Tuesday, May 15, 2018

Eastern Shore Journal: Royal Oak

Royal Oak Commiunity United Methodist Church (photograph by Hallie Cohen)
Harriet Taubman and Frederic Douglas both urged Lincoln to allow blacks to serve in the Union Army and a small plaque now stands in front of a roadside cemetery in the town of Unionville where 18 Talbot Country slaves and free blacks are buried. The area has a liberal history and feeling that’s more humorously communicated in a street sign which advertises Love’s Folly Road. In Royal Oak, a hamlet which might be termed a suburb of St Michaels stands the clapboard wood United Methodist Church in front of which is a beached boat reflecting another aspect of the local heritage, the maritime history which infuses practically every element of everyday life.
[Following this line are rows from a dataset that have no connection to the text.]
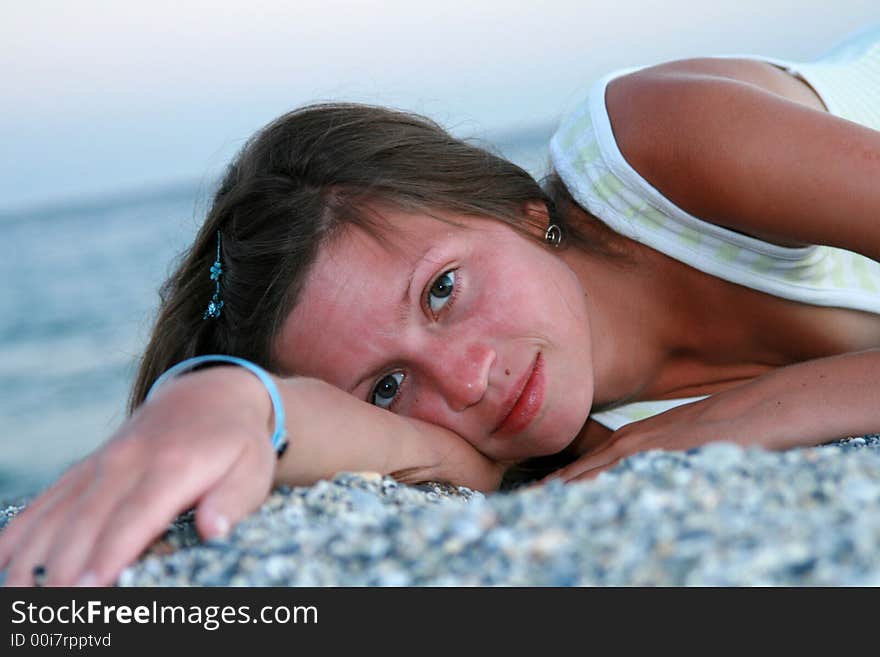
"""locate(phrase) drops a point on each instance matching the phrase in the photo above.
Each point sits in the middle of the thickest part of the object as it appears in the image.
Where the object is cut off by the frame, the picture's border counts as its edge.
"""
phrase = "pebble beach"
(719, 515)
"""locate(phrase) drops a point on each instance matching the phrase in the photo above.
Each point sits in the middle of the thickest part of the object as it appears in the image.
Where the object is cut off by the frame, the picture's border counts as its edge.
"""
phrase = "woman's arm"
(203, 442)
(739, 149)
(331, 431)
(800, 405)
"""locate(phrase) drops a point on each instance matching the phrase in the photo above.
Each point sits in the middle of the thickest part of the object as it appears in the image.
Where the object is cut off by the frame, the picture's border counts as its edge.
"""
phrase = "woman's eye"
(441, 290)
(386, 390)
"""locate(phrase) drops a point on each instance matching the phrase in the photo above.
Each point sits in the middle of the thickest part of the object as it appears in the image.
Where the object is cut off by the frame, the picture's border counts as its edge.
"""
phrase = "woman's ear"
(537, 217)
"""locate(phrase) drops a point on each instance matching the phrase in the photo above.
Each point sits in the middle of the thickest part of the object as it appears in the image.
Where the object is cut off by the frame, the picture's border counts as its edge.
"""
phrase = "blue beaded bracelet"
(279, 438)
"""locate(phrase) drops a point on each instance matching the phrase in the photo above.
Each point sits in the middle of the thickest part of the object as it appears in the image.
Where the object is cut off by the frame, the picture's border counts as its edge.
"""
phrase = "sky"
(106, 97)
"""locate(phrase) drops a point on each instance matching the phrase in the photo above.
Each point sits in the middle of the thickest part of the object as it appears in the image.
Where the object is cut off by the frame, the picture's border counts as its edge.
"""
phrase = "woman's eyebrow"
(403, 313)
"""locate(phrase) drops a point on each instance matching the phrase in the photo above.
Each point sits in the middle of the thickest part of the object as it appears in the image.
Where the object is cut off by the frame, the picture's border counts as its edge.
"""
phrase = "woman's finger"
(146, 512)
(85, 520)
(44, 526)
(19, 526)
(238, 494)
(593, 472)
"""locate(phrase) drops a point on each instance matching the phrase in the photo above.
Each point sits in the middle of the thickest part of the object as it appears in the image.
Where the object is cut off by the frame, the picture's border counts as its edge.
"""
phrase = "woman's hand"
(202, 441)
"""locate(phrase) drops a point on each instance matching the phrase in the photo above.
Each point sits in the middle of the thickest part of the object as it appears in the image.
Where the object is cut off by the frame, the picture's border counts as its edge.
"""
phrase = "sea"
(78, 293)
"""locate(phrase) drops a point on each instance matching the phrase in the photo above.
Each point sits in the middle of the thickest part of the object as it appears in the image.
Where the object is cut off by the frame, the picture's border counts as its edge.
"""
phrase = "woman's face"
(473, 327)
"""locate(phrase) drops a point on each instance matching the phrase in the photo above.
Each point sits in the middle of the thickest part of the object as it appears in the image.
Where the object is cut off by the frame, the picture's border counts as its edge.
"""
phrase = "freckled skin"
(512, 299)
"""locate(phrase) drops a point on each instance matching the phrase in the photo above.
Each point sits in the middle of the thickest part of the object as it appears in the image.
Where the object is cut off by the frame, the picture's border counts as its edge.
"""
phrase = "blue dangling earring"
(216, 304)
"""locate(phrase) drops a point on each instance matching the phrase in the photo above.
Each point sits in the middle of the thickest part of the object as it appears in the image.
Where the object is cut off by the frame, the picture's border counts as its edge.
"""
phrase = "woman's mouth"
(526, 402)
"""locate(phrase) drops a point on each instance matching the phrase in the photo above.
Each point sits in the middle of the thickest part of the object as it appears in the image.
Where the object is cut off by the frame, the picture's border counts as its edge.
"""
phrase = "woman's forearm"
(807, 403)
(331, 431)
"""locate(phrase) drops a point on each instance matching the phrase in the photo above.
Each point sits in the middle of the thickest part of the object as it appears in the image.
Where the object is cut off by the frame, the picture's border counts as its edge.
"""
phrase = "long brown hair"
(291, 188)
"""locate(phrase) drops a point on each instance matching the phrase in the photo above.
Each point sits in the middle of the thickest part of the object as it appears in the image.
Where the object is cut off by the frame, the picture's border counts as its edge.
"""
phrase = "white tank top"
(584, 153)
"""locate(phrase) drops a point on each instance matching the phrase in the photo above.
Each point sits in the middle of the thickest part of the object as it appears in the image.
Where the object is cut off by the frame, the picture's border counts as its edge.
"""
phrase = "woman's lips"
(527, 404)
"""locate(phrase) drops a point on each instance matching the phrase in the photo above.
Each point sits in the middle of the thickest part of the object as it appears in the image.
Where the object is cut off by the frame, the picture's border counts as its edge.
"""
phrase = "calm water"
(79, 289)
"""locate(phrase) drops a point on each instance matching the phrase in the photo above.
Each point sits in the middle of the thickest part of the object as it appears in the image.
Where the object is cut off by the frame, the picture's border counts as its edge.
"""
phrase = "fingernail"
(89, 579)
(221, 526)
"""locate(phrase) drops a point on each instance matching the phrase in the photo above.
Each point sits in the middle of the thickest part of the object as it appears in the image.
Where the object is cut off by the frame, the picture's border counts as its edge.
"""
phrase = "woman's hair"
(294, 185)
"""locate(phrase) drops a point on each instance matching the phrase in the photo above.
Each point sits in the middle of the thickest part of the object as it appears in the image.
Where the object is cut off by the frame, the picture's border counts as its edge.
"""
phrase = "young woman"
(701, 265)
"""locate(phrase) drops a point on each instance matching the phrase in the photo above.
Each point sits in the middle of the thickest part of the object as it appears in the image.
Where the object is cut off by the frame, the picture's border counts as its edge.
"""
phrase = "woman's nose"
(463, 374)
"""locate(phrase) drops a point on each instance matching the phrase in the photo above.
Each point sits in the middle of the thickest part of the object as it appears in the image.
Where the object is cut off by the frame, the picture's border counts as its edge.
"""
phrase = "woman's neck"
(659, 328)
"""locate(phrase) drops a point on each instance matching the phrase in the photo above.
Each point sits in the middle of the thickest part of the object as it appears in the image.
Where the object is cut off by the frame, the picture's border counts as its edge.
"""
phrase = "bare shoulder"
(703, 131)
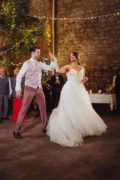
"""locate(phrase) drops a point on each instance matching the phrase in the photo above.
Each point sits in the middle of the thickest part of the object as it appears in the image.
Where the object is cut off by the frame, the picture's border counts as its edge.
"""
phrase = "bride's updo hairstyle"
(77, 57)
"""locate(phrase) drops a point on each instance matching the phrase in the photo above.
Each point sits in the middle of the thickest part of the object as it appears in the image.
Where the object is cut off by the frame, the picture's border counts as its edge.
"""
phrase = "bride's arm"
(61, 70)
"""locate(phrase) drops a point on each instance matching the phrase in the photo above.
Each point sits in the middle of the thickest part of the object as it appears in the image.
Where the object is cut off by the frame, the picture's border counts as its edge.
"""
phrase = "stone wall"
(97, 40)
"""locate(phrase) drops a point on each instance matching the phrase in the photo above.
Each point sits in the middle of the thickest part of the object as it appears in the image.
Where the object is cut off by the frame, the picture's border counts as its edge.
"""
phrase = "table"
(104, 99)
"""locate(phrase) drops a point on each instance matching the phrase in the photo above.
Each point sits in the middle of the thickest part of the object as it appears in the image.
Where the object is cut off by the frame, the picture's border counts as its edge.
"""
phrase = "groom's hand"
(53, 58)
(19, 94)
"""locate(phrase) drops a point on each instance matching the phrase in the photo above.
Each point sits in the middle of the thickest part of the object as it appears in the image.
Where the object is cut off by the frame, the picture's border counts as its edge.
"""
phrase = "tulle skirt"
(74, 118)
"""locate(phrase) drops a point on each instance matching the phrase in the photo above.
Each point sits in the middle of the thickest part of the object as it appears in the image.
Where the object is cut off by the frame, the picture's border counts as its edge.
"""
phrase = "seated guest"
(16, 102)
(5, 93)
(57, 82)
(117, 90)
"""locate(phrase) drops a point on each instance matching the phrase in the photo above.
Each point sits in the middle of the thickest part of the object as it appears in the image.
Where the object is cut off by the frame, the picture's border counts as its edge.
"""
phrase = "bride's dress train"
(74, 118)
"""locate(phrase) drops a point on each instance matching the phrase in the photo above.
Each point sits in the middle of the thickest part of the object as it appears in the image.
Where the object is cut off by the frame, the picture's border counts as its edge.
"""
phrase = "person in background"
(117, 90)
(5, 93)
(17, 102)
(46, 89)
(57, 82)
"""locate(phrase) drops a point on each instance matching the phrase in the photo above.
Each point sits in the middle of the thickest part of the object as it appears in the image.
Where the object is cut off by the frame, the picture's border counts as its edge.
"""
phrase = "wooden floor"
(36, 158)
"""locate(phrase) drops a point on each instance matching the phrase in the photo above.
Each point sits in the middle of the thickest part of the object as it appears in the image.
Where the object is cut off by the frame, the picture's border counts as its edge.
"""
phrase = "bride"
(74, 118)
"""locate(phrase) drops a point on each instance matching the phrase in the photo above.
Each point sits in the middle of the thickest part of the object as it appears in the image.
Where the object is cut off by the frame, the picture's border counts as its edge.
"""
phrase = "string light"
(77, 18)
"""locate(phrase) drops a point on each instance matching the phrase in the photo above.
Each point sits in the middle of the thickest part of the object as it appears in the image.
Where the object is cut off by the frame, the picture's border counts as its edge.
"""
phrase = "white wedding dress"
(74, 118)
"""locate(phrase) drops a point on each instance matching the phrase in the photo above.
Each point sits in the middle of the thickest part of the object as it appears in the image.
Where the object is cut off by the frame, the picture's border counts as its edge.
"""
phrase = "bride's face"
(72, 58)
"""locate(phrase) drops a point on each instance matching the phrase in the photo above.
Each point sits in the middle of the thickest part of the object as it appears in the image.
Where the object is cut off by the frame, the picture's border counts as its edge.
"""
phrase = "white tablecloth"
(104, 99)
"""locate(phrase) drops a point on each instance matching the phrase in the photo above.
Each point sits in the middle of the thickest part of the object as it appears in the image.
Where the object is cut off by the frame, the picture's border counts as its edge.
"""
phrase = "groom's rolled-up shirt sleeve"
(20, 75)
(50, 67)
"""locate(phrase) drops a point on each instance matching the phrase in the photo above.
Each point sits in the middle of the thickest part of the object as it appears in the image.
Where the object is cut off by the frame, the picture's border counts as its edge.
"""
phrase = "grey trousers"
(3, 106)
(29, 94)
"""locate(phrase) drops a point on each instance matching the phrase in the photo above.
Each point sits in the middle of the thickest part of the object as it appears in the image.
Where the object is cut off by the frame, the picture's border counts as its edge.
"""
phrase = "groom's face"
(36, 53)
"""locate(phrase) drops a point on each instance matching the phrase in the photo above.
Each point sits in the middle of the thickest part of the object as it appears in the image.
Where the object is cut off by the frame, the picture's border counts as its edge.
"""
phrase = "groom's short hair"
(33, 49)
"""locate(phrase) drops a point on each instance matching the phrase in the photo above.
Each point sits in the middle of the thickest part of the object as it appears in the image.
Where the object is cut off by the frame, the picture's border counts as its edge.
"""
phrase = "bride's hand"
(53, 58)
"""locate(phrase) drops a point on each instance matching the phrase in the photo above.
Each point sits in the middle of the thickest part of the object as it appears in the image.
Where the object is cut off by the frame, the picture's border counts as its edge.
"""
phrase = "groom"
(32, 70)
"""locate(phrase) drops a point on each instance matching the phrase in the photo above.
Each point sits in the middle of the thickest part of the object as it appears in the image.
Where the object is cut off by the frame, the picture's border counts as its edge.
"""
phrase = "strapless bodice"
(75, 76)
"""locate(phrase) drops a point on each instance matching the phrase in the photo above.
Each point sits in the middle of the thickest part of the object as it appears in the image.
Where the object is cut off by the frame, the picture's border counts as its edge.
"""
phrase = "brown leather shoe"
(44, 130)
(17, 135)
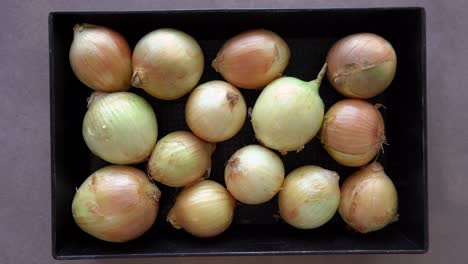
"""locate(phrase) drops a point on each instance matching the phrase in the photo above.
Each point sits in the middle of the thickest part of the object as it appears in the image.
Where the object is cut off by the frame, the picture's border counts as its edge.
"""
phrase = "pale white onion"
(369, 200)
(180, 158)
(167, 63)
(215, 111)
(288, 113)
(309, 197)
(252, 59)
(116, 204)
(254, 174)
(101, 58)
(120, 128)
(353, 132)
(205, 209)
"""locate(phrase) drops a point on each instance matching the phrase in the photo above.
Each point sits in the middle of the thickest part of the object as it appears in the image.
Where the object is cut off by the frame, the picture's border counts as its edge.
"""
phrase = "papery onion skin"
(120, 128)
(369, 200)
(204, 209)
(116, 204)
(167, 63)
(252, 59)
(101, 58)
(180, 158)
(215, 111)
(309, 197)
(353, 132)
(288, 113)
(254, 174)
(361, 65)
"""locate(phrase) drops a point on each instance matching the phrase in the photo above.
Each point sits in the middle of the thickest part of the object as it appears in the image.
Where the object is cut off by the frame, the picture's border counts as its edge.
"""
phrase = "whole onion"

The church for all its modesty still manages to sport stained glass windows that almost have a tromp l’oeil effect; they hardly seem to soar and look more like a fading painting that's both sublime and wistful at the same time. But the weathered structure is a landmark that indelibly captures much of the feeling of this area of the Chesapeake Bay region, a mixture of the spiritual and the arcane, in which the old co-exists but is rarely obliged to give way to the new. Tolerance is perhaps the best way to describe the enchanting landscape where growth and preservation go hand in hand and age doesn’t automatically lead to obsolescence.